Introduction
Basal cell carcinoma (BCC) is the most common type of skin cancer worldwide, accounting for approximately 80% of all non-melanoma skin cancers. It originates from the basal cells of the epidermis and typically exhibits slow, localized growth with rare metastasis. However, if left untreated, BCC can cause significant local tissue destruction and disfigurement, making early diagnosis and effective treatment essential.
Epidemiology and Risk Factors
The incidence of BCC is increasing globally, primarily due to increased exposure to ultraviolet (UV) radiation and aging populations. Key risk factors include:
• Chronic UV exposure, especially intermittent intense sun exposure
• Fair skin and a history of sunburns
• Immunosuppression (e.g., organ transplant recipients)
• Genetic syndromes such as Basal Cell Nevus Syndrome (Gorlin syndrome)

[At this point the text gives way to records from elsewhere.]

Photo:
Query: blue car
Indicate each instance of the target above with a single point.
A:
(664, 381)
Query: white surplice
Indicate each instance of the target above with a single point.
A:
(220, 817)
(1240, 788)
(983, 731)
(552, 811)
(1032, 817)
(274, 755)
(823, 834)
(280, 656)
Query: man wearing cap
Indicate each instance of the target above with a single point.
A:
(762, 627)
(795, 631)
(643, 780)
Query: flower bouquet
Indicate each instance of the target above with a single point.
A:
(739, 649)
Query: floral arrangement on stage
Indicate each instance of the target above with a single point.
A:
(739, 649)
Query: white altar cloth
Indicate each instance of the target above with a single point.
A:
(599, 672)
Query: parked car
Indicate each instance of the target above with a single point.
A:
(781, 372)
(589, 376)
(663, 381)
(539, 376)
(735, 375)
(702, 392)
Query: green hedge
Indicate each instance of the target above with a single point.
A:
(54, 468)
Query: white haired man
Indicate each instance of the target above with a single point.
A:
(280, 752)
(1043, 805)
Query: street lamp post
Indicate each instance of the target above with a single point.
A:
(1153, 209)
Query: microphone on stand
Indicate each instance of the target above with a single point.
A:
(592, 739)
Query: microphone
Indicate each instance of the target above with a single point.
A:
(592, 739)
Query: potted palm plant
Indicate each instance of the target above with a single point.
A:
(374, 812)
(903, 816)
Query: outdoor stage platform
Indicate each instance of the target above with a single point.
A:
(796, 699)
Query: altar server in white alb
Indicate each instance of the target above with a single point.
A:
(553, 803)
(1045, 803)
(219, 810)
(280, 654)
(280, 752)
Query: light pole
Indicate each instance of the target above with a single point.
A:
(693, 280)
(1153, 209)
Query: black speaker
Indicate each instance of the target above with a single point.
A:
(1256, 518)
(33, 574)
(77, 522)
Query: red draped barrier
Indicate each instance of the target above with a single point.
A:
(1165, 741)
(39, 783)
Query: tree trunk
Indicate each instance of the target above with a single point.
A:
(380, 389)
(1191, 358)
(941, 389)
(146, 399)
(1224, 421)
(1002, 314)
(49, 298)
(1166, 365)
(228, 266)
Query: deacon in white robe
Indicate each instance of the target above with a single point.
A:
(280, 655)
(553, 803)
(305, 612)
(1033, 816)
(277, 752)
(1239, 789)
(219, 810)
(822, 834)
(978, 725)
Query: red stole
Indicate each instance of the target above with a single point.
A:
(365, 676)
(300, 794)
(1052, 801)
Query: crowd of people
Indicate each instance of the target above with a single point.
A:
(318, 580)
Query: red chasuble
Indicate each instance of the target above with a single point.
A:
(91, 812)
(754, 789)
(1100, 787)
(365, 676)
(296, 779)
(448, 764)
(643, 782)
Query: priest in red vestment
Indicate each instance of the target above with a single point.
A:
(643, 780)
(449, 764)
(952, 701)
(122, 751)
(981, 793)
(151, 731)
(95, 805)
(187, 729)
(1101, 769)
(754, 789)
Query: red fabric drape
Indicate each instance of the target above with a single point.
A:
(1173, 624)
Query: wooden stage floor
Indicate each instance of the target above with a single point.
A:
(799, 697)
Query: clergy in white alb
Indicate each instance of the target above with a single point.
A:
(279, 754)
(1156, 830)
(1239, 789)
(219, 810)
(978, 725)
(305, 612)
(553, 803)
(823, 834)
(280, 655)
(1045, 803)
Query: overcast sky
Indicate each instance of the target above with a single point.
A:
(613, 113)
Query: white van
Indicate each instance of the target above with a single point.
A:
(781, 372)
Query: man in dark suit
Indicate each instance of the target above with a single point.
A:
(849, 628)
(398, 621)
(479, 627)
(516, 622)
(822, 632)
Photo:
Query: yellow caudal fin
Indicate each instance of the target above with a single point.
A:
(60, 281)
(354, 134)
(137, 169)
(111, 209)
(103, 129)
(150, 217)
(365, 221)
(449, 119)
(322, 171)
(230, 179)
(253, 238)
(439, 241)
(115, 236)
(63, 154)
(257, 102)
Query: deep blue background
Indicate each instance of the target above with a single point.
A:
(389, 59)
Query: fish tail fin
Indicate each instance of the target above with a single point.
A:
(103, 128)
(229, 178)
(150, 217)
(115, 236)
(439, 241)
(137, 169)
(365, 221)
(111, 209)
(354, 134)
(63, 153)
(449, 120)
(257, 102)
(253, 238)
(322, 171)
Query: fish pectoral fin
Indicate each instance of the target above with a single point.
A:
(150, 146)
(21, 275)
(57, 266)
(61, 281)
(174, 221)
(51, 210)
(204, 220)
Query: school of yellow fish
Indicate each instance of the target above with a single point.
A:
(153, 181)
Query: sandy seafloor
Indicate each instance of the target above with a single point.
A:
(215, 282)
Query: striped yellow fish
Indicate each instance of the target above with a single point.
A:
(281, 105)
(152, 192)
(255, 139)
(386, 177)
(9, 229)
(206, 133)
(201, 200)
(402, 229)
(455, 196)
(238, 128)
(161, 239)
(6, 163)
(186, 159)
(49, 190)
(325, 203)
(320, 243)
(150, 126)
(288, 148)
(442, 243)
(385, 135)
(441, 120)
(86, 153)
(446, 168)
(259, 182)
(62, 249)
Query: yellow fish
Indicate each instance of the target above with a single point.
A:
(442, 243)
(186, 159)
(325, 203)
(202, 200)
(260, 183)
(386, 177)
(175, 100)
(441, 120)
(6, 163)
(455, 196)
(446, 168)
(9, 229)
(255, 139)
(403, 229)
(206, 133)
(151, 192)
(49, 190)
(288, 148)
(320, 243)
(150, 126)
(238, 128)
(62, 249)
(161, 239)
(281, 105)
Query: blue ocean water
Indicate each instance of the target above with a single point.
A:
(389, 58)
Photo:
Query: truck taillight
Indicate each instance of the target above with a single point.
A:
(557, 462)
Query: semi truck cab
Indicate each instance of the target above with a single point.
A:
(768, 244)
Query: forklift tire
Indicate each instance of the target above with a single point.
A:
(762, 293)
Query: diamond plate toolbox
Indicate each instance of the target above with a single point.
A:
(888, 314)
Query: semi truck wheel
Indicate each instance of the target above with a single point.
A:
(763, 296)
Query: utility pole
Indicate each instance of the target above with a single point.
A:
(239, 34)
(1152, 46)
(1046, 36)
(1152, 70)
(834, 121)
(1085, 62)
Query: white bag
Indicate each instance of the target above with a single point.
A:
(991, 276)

Pathophysiology and Molecular Mechanisms
The pathogenesis of BCC mainly involves dysregulation of the Hedgehog (Hh) signaling pathway. Mutations in the PTCH1 gene or activation of the SMO receptor lead to uncontrolled cellular proliferation. This pathway has become a therapeutic target with the emergence of Hedgehog inhibitors.
Clinical and Histological Subtypes
BCC presents in various clinical forms:
• Nodular BCC: The most common type, appearing as pearly papules with superficial blood vessels.
• Superficial BCC: Red, scaly patches mostly found on the trunk.
• Morpheaform (Sclerosing) BCC: Firm, scar-like lesions that are more aggressive and infiltrative.
• Pigmented BCC: Contains pigment and may be mistaken for melanoma.
Histologically, BCCs are classified based on cellular arrangement, stromal interaction, and invasion pattern, which are important for prognosis and treatment planning.
Diagnostic Strategies
Early diagnosis relies on clinical examination supported by dermoscopy, which reveals characteristic features such as arborizing vessels and blue-gray globules. Biopsy and histopathological examination confirm the diagnosis and subtype.
Treatment Modalities
Surgical Treatments
• Standard excisional surgery: Preferred for most BCCs, with margin assessment to ensure complete removal.
• Mohs micrographic surgery: The gold standard for high-risk or recurrent BCCs, enabling controlled tissue removal while conserving healthy tissue.
Non-Surgical Therapies
• Topical agents: Imiquimod and 5-fluorouracil for superficial BCCs.
• Photodynamic therapy: Effective for superficial and some nodular BCCs.
• Radiation therapy: An option for patients who are not surgical candidates.
Targeted Molecular Therapy
Hedgehog pathway inhibitors such as vismodegib and sonidegib have revolutionized treatment of advanced or inoperable BCC by blocking the activated pathway and reducing tumor size.
Clinical Experience and Recommendations
In my clinical practice, a multidisciplinary approach is essential. Treatment should be tailored based on tumor characteristics, overall patient condition, and cosmetic considerations. Patient education on UV protection and regular follow-up are critical to prevent recurrence and new lesions.
Conclusion
Basal cell carcinoma remains a significant challenge in dermatology despite its low mortality rate. Recent advances in molecular biology have expanded therapeutic options, especially for difficult cases. Ongoing research and meticulous clinical care are vital to improving patient outcomes.